A pretensão do arguido, para o que ora releva, era uma só: a da autorização para consultar um determinado processo e extrair cópias do mesmo.
Daí que era sobre ela (então, questão) que a pronúncia do tribunal, levado a cabo pelo despacho sob recurso, devia, em princípio, incidir.
E não incidiu?
É claro que não, mas porque foi entendido que, para tanto, carecia o tribunal de competência (é o arguido, aliás, quem, nas conclusões acima expostas – mais precisamente na 1ª -, peremptoriamente o afirma: “a M.ma Juiz a quo julgou-se incompetente para decidir a pretensão do arguido de ter acesso à totalidade do processo, obtendo cópia integral do mesmo”).
O que determinava, como não podia deixar de ser, em coerência, que essa precisa questão se não podia reconduzir a questão que o tribunal devesse conhecer.

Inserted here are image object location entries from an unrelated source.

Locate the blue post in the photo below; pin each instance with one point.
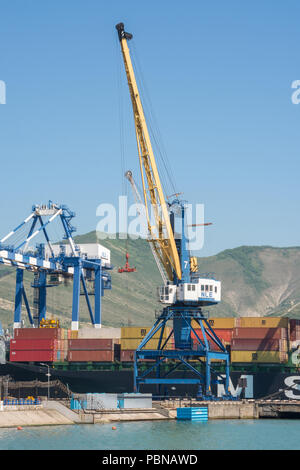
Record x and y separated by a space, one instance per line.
42 294
98 294
18 298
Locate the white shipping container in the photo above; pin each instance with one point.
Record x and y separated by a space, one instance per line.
105 333
89 250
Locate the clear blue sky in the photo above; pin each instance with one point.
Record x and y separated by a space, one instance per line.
219 74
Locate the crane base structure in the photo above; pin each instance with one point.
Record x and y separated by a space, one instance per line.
185 291
186 350
52 263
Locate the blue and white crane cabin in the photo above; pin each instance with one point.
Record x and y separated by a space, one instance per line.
185 291
86 264
203 292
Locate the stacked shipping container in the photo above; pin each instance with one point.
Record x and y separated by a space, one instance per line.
251 339
39 344
131 338
91 350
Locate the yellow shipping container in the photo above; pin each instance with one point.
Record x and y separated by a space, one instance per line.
133 343
71 334
140 332
218 323
262 322
258 356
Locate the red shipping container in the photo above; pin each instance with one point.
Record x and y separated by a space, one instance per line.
91 356
33 344
127 355
293 322
264 344
37 333
223 334
91 344
260 333
32 356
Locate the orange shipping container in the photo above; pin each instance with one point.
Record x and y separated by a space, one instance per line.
91 356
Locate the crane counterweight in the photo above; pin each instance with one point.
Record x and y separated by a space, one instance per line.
184 292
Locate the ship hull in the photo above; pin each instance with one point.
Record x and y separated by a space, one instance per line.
250 385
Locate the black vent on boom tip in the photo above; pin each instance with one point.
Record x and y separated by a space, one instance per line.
121 32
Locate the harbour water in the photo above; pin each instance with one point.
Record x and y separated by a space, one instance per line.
162 435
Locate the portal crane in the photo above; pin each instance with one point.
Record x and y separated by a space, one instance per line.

Se assim não fosse (evidencie-se), estar-se-ia, forçosamente, a “impor”, em termos necessariamente prévios, a competência para decidir, o que se teria que haver (toda a gente o tem que reconhecer; e que reconhece, mesmo quando o não quer assumir ...) como um completo absurdo.
Em conclusão, portanto: não se verifica a nulidade do despacho sob recurso por não ter o tribunal conhecido questão que devesse conhecer (art. 379º, n.º 1, al. c), do C. de Processo Penal).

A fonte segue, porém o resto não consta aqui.